I will be planning another hospital visit myself…unfortunately.  I will be meeting with the surgeon on January 13th to discuss when to plan the 2nd surgical intervention.  My case was presented to the group of GI docs and surgeons last week.   It was a doctor group consensus that I have a partial blockage that needs to be resolved.  This will solve part of the problems I have been struggling with over the past year.  I am currently on a low starting dose of a  medication that might address the other problem – esophageal spasms.   The medication has a downside of lowering blood pressure and mine is already a little low.  Today, they upped the dose so if there are going to be problems they will probably be present soon enough.

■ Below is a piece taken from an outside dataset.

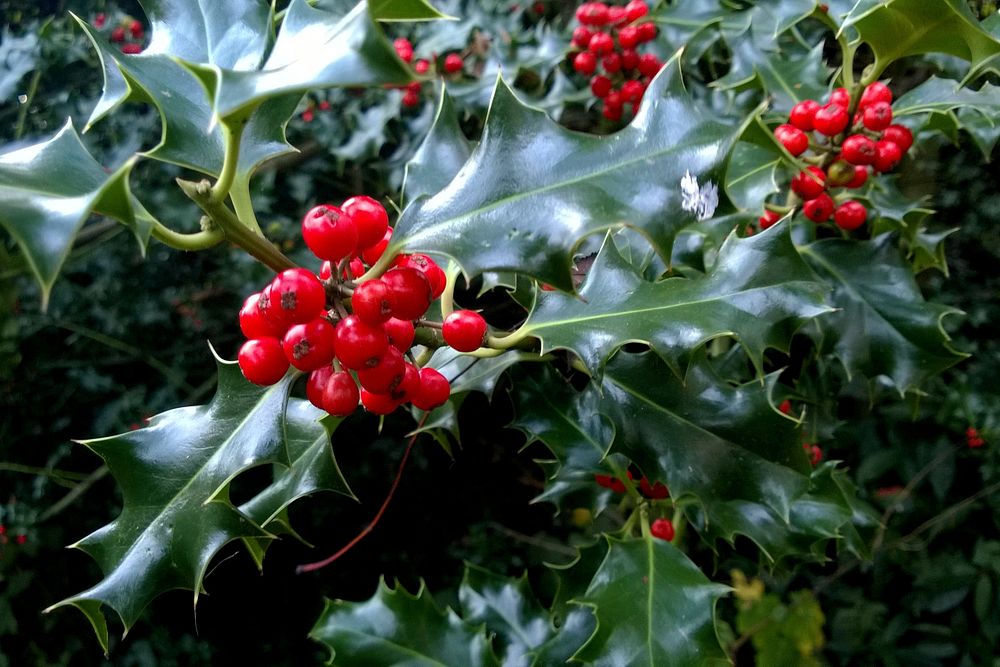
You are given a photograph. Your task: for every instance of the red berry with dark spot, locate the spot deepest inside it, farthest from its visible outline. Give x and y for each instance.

They also bumped me from12-hour pump cycle back up to a 14-hour pump cycle because I was having some serious sugar crashes during the time off the pump.  So, I will be monitor both my blood sugars and my blood pressure a couple times a day.

I am plugging along on TPN/iv nutrition.  I’ve had problems with swollen joints, water weight gain, hair loss, bruises, cold feet and hands, sore muscles…..but I know it make take some time to tweaking my formula.  I am trying to start a very light exercise program right now to build up so much of the muscles lost during the last year. I do have a little more energy during the day – I only have short cat naps now and then instead of sleeping for hours at a time.

I’ve decided not to post anymore about the surgical issue until after I meet the surgeon on the 13th of January.  DON’T PANIC!  I will still be posting but not about the upcoming surgery.  I am not in a good place about the surgery and my chances for “complete recovery”.  I will chat about this more after I meet with the surgeon.  Right now, I just want to keep my mind focused on other things.  I need the mental strength about for the holidays.  They are going to be draining me as it is – emotionally, physically and financially.  Today is the last day of school for 2 weeks for the boys…oh joy…I wonder how many minutes it will take until I hear the all-to-familiar “I’m so bored”.

I will be posting daily – my goal!  These will be general postings about my observations of the world around me.  I think you will enjoy my twisted displays of humor.